Though size was once considered a sign of prosperity and stability for an organization, today it has become a liability. Downsizing to a "lean and mean" model has become the necessity. We have seen giant corporations slashing thousands of jobs in an effort to be more competitive. Layers of middle management have been removed to bring decision-making closer to the worker.
What does this mean to the employee? The people who do the work and deal with the customer every day are more involved in the day-to-day operation. Workers are taking more responsibility for their organization's success.
This may reap positive results because it allows employees to develop and stretch their abilities more fully. It can also be uncomfortable for the employee. If you work for a large organization and believe it is your "security blanket," you may have already found out that your blanket has been thrown off. Now is a good time to look at the big picture of your organization.
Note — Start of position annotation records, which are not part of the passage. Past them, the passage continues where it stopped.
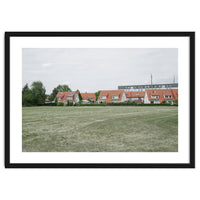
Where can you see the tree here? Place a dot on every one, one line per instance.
(97, 95)
(27, 96)
(38, 92)
(175, 102)
(59, 88)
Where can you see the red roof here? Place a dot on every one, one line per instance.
(109, 94)
(161, 93)
(64, 95)
(87, 96)
(135, 94)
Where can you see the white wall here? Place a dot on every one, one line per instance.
(89, 15)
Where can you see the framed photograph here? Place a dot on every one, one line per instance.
(99, 99)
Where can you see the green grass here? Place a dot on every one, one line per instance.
(100, 129)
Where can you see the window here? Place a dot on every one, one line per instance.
(168, 96)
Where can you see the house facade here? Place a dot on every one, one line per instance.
(137, 97)
(109, 96)
(71, 96)
(86, 97)
(156, 96)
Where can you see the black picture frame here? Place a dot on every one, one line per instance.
(190, 35)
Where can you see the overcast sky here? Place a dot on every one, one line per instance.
(93, 69)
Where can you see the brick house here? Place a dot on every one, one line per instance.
(109, 96)
(71, 96)
(157, 96)
(90, 96)
(137, 97)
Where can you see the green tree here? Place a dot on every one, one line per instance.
(97, 95)
(27, 96)
(59, 88)
(79, 96)
(175, 102)
(38, 92)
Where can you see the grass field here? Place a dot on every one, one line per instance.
(100, 129)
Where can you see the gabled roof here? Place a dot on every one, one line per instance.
(135, 94)
(87, 96)
(109, 93)
(161, 93)
(64, 95)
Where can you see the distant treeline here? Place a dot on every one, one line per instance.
(36, 94)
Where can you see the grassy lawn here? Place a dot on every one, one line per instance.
(100, 129)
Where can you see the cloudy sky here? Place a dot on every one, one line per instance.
(93, 69)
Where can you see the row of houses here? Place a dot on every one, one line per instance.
(153, 96)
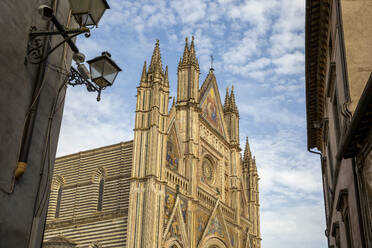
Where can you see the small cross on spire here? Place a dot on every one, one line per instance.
(211, 62)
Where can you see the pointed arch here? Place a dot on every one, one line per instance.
(213, 242)
(211, 106)
(176, 227)
(173, 151)
(216, 229)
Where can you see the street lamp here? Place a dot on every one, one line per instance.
(88, 12)
(103, 70)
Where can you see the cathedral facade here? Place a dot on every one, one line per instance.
(182, 182)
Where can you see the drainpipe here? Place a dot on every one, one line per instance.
(31, 117)
(324, 196)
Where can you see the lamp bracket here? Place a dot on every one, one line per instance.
(35, 46)
(75, 78)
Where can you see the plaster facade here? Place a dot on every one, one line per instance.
(186, 185)
(29, 93)
(338, 93)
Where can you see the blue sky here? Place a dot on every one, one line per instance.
(258, 46)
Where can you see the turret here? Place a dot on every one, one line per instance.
(231, 115)
(148, 153)
(188, 76)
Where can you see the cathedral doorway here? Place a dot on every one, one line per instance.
(213, 242)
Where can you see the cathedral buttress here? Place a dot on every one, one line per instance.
(147, 190)
(231, 116)
(187, 121)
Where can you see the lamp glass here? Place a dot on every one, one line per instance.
(88, 12)
(110, 72)
(103, 70)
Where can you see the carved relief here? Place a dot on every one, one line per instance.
(170, 200)
(208, 172)
(210, 111)
(172, 152)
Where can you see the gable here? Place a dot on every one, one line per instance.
(173, 151)
(211, 106)
(216, 226)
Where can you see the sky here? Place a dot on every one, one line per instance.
(258, 46)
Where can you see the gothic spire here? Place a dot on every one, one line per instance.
(144, 73)
(166, 76)
(156, 65)
(247, 151)
(192, 51)
(186, 52)
(226, 106)
(233, 106)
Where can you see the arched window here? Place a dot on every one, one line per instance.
(59, 198)
(100, 194)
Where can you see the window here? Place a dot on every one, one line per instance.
(59, 198)
(343, 207)
(336, 118)
(331, 164)
(100, 194)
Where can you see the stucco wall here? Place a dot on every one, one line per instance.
(18, 198)
(356, 21)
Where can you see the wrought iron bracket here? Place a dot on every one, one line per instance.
(35, 45)
(75, 78)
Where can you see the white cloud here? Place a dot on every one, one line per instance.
(89, 124)
(258, 46)
(290, 63)
(190, 11)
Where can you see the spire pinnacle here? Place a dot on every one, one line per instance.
(144, 73)
(186, 52)
(166, 76)
(192, 51)
(247, 151)
(233, 106)
(226, 106)
(156, 64)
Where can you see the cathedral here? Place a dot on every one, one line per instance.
(183, 181)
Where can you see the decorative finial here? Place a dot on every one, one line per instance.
(156, 64)
(144, 73)
(226, 106)
(211, 63)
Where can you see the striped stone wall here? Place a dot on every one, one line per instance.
(79, 176)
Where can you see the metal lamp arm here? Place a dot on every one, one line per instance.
(75, 78)
(35, 43)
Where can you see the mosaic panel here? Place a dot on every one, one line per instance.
(172, 152)
(174, 228)
(201, 223)
(210, 112)
(232, 237)
(184, 210)
(207, 172)
(170, 200)
(215, 228)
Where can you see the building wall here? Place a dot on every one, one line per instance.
(357, 30)
(345, 47)
(79, 176)
(181, 182)
(21, 199)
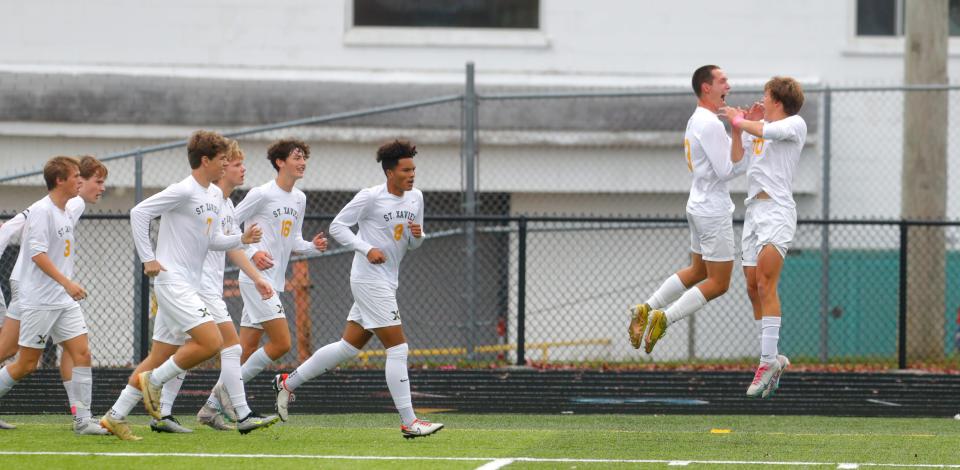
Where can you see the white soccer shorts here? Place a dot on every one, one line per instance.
(217, 308)
(374, 306)
(712, 237)
(58, 324)
(767, 223)
(179, 310)
(256, 310)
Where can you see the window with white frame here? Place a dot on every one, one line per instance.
(498, 14)
(885, 18)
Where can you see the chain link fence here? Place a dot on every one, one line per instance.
(550, 213)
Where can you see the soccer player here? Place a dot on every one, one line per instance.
(189, 226)
(47, 303)
(708, 154)
(390, 218)
(228, 395)
(771, 218)
(277, 207)
(93, 175)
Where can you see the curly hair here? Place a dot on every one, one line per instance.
(58, 168)
(91, 167)
(787, 91)
(234, 152)
(205, 144)
(282, 148)
(391, 152)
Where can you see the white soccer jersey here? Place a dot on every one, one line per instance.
(189, 227)
(775, 159)
(383, 220)
(706, 147)
(12, 230)
(214, 265)
(48, 230)
(280, 216)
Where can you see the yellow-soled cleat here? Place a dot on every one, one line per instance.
(119, 428)
(638, 324)
(658, 327)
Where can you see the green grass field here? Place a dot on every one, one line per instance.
(501, 441)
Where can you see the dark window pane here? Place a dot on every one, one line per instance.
(954, 17)
(876, 17)
(517, 14)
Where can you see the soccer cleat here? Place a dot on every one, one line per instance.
(226, 404)
(762, 378)
(151, 395)
(284, 396)
(638, 323)
(419, 428)
(209, 416)
(119, 428)
(88, 427)
(254, 421)
(658, 327)
(775, 381)
(168, 424)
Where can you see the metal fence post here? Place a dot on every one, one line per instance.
(902, 322)
(825, 231)
(141, 284)
(521, 291)
(470, 208)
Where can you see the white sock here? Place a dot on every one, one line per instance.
(6, 382)
(321, 361)
(670, 290)
(169, 394)
(83, 389)
(129, 398)
(71, 395)
(167, 371)
(691, 301)
(769, 339)
(254, 365)
(230, 377)
(399, 383)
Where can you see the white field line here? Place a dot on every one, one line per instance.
(490, 460)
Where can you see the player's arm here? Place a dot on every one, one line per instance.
(247, 208)
(239, 258)
(12, 230)
(140, 217)
(789, 128)
(348, 217)
(417, 233)
(318, 243)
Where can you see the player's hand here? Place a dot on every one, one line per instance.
(76, 291)
(415, 229)
(731, 112)
(320, 242)
(251, 235)
(262, 260)
(264, 288)
(152, 268)
(755, 113)
(375, 256)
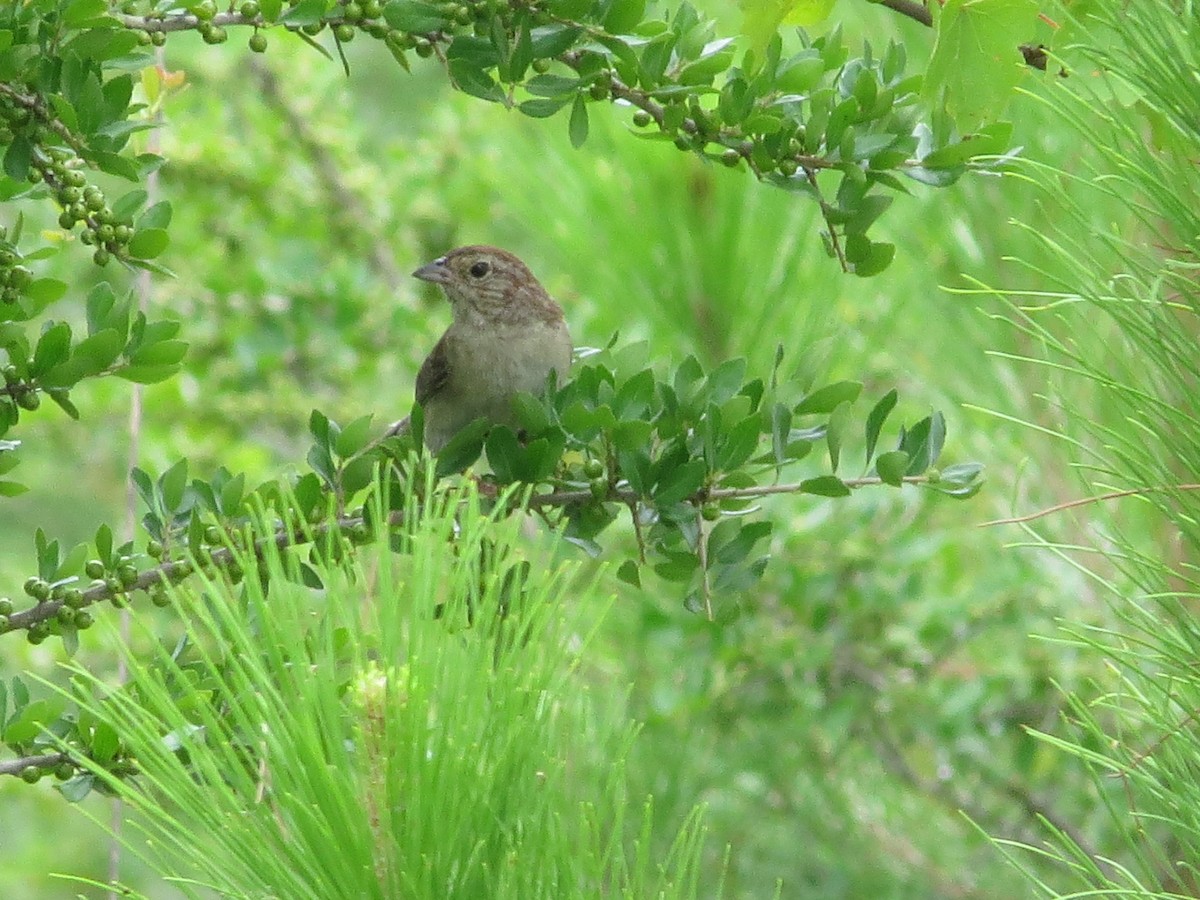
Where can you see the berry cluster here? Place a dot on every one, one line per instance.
(15, 277)
(60, 168)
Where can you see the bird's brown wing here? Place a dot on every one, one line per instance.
(435, 372)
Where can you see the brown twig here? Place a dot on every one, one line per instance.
(1086, 501)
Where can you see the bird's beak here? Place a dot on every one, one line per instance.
(436, 271)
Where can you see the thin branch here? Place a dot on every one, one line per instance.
(913, 10)
(348, 205)
(43, 761)
(1086, 501)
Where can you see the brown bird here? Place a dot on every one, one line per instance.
(507, 336)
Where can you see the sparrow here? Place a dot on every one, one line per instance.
(508, 335)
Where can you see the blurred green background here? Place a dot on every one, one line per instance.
(859, 727)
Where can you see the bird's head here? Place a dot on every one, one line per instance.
(491, 285)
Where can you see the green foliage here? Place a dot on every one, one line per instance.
(415, 729)
(977, 61)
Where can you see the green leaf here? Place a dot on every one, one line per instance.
(53, 348)
(543, 108)
(12, 489)
(976, 63)
(579, 126)
(46, 291)
(157, 216)
(679, 483)
(172, 485)
(892, 467)
(145, 375)
(472, 79)
(629, 573)
(17, 157)
(550, 41)
(826, 486)
(81, 11)
(829, 397)
(875, 420)
(462, 449)
(354, 437)
(780, 432)
(310, 12)
(879, 256)
(834, 431)
(504, 454)
(161, 353)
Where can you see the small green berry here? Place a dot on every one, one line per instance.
(127, 576)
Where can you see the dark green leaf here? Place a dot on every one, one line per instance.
(469, 78)
(623, 16)
(462, 449)
(172, 485)
(311, 12)
(827, 399)
(892, 467)
(834, 431)
(17, 157)
(543, 108)
(147, 375)
(157, 216)
(504, 454)
(679, 483)
(875, 420)
(550, 41)
(354, 437)
(53, 348)
(579, 126)
(629, 573)
(826, 486)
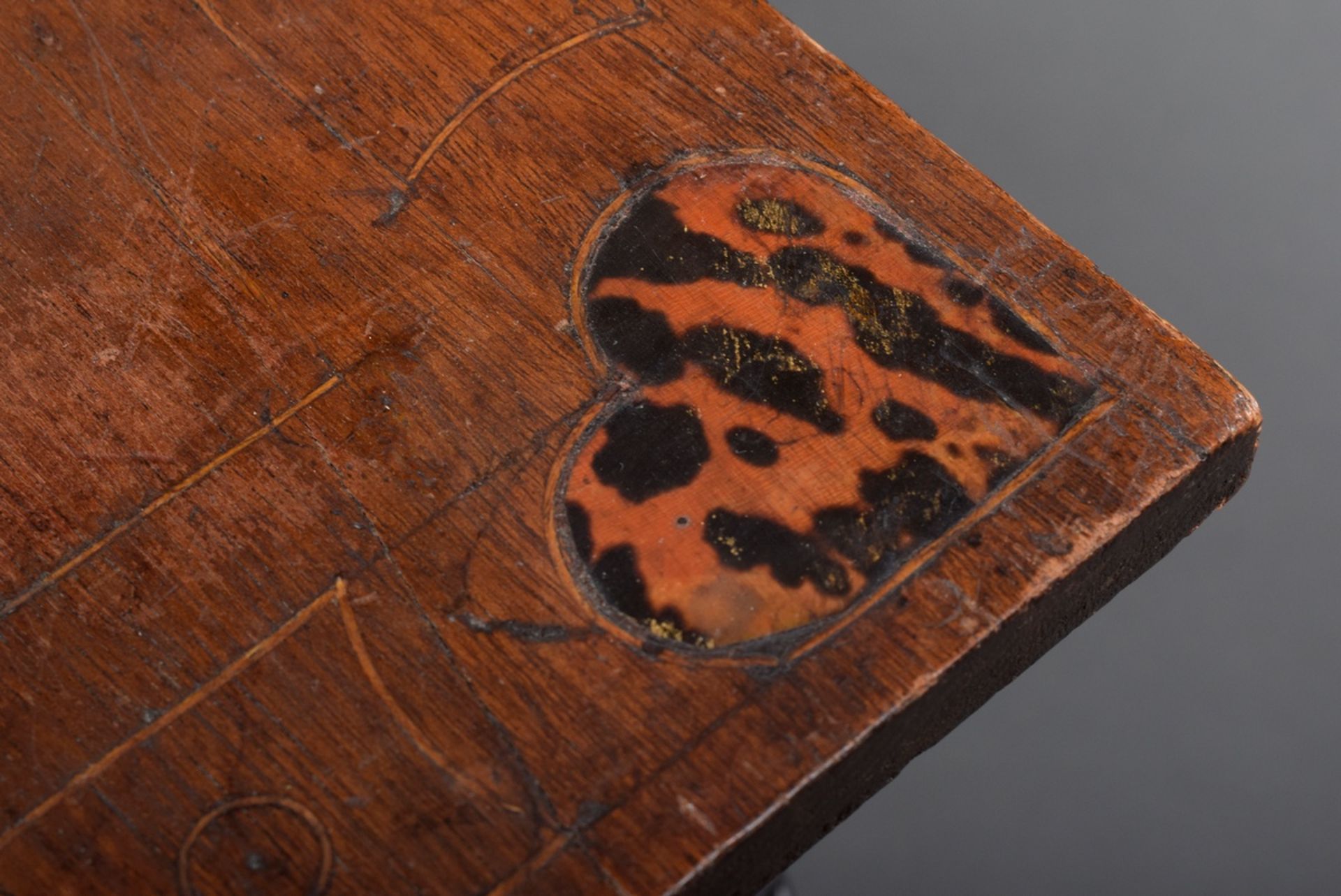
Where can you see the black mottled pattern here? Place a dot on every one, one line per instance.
(745, 542)
(918, 251)
(753, 447)
(651, 450)
(1014, 326)
(640, 341)
(580, 524)
(617, 577)
(900, 330)
(900, 422)
(765, 371)
(654, 244)
(916, 497)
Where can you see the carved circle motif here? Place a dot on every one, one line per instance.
(254, 811)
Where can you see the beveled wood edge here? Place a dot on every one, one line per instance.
(826, 792)
(833, 793)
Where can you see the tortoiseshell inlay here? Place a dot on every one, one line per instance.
(812, 396)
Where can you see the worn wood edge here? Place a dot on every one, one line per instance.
(828, 797)
(1023, 291)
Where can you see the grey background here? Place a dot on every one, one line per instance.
(1187, 740)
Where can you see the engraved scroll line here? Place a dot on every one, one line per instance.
(545, 55)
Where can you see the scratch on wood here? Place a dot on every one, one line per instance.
(164, 499)
(182, 709)
(539, 59)
(538, 860)
(384, 693)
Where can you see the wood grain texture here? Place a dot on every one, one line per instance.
(301, 362)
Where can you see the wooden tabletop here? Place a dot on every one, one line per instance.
(526, 447)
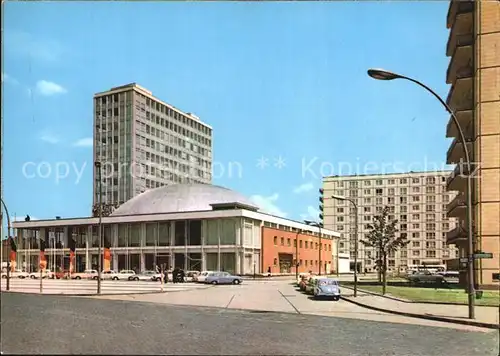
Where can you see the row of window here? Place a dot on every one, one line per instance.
(367, 183)
(307, 244)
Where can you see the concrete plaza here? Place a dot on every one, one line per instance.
(276, 296)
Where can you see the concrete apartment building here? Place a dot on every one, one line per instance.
(143, 143)
(474, 74)
(418, 200)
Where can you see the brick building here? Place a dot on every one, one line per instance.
(474, 74)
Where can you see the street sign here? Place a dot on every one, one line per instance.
(483, 255)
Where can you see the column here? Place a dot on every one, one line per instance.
(88, 244)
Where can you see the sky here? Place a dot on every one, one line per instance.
(283, 85)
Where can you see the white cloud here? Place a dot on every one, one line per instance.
(84, 142)
(47, 88)
(49, 138)
(7, 79)
(268, 204)
(312, 214)
(306, 187)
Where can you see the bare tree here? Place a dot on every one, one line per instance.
(382, 236)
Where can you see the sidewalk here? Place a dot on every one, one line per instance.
(453, 313)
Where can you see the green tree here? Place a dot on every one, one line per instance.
(382, 236)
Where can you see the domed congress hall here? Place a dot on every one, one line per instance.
(192, 226)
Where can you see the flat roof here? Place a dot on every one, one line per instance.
(388, 175)
(195, 215)
(148, 93)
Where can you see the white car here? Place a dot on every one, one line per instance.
(16, 274)
(201, 277)
(47, 273)
(109, 275)
(146, 276)
(125, 274)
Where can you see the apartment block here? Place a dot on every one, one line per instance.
(418, 200)
(474, 75)
(143, 142)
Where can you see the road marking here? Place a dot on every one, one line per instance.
(289, 302)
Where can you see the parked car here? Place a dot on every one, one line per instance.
(146, 276)
(109, 275)
(303, 282)
(200, 278)
(425, 277)
(309, 288)
(47, 273)
(301, 277)
(16, 274)
(87, 274)
(326, 288)
(125, 274)
(222, 278)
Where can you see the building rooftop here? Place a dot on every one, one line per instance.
(177, 198)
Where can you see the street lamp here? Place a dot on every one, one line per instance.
(7, 287)
(342, 198)
(97, 165)
(381, 74)
(318, 225)
(297, 254)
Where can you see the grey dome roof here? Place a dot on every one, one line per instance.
(181, 198)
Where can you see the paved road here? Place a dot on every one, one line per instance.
(55, 286)
(277, 296)
(43, 324)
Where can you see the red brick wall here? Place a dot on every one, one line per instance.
(271, 251)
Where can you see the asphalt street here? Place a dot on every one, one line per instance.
(43, 324)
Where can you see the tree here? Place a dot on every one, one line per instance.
(382, 236)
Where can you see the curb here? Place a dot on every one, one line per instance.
(427, 317)
(106, 294)
(412, 301)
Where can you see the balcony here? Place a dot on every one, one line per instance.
(460, 21)
(461, 57)
(460, 97)
(457, 180)
(464, 119)
(457, 207)
(457, 235)
(456, 151)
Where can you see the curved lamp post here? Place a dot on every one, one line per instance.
(7, 287)
(381, 74)
(318, 225)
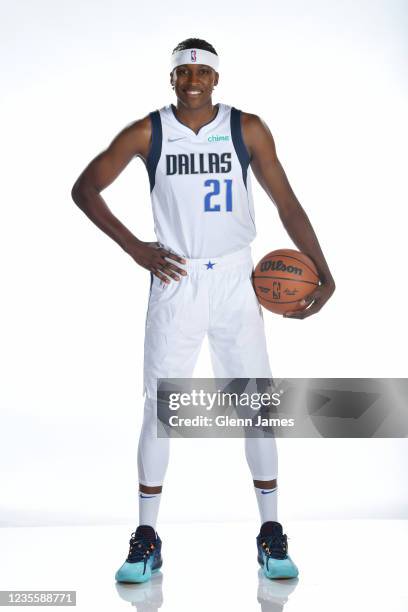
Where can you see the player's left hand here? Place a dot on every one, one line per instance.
(313, 302)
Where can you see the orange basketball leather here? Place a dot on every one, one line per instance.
(284, 277)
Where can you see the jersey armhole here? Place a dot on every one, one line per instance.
(155, 147)
(238, 142)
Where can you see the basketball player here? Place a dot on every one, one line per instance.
(197, 156)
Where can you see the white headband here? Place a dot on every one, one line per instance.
(194, 56)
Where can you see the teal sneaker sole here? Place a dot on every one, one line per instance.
(279, 569)
(127, 573)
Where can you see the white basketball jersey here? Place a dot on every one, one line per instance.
(200, 184)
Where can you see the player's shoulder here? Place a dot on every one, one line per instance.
(251, 120)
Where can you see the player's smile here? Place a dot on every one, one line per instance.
(194, 82)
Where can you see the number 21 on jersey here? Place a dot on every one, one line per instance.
(216, 191)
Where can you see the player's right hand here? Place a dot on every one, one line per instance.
(153, 257)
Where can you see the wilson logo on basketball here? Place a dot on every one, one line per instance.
(276, 290)
(279, 265)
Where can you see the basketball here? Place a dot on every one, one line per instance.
(282, 278)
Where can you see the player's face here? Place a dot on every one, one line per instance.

Prepare yourself by being actively involved in the operation and day-to-day decision-making. This kind of thinking may save your job when management decides to eliminate people who need too much supervision. Consider the following suggestions for creating greater job security in a large- or medium-sized organization.
1. Always be aware of the Big Picture. How does your position fit into the overall operations of your organization? Is your function in the company's organizational chart? Is your job necessary? Can you see the direct impact of your job on the final product or income of the company? What is the history of your position? What happened to the person who had your job before you? Do you have the necessary skills to be promoted?
2. Know how necessary your job is to the Big Picture. Does your position involve a level of responsibility that could easily be taken on by some other position? If so, begin to look for ways to increase the value and uniqueness of what you do.
3. Learn as much as you can about the positions around you, below you and above you.
4. Explore ways to create a "new" position for yourself. Learning new skills, discovering new services, creating new programs or products or finding new ways to solve old problems can lead to a whole new set of responsibilities. Make yourself indispensable. You may even receive a promotion!
Never "settle" or become complacent. That doesn't mean you should live in constant fear of losing your job. But you will be ensuring a much more secure future when you increase your value to the organization.